A generalized approach for calculation of the eigenvector sensitivity for various eigenvector normalizations

Sensitivity analysis is an important step in any gradient based optimization problem. Eigenvalue and Eigenvector Sensitivity Analysis has been a major area for more than three decades in structural optimization. An efficient and generalized method is required to do the sensitivity analysis as it can reduce computational time for large industrial problems. Previous methods focus mainly on calculating the eigenvector sensitivity for mass normalized eigenvectors only. A new generalized method is presented to calculate the first and second order eigenvector sensitivities for eigenvectors with any normalization condition.
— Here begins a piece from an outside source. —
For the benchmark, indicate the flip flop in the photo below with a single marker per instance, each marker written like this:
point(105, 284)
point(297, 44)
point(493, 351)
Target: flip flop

This new generalized method incorporates the use of normalization condition in the eigenvector sensitivity calculation in a manner similar to the calculation of the eigenvectors themselves. This generalized method also reduces to the well known Nelson's method, which is generally accepted as the most efficient and exact method for eigenvector sensitivity analysis for mass normalized eigenvectors. Equations to compute eigenvector sensitivities when the normalization condition is changed are also derived. The effect of the eigenvector normalization condition on the eigenvector sensitivity is discussed. Examples are provided to illustrate the generalized method for the calculation of first-order and second-order eigenvector sensitivities and the use of rescaling equations.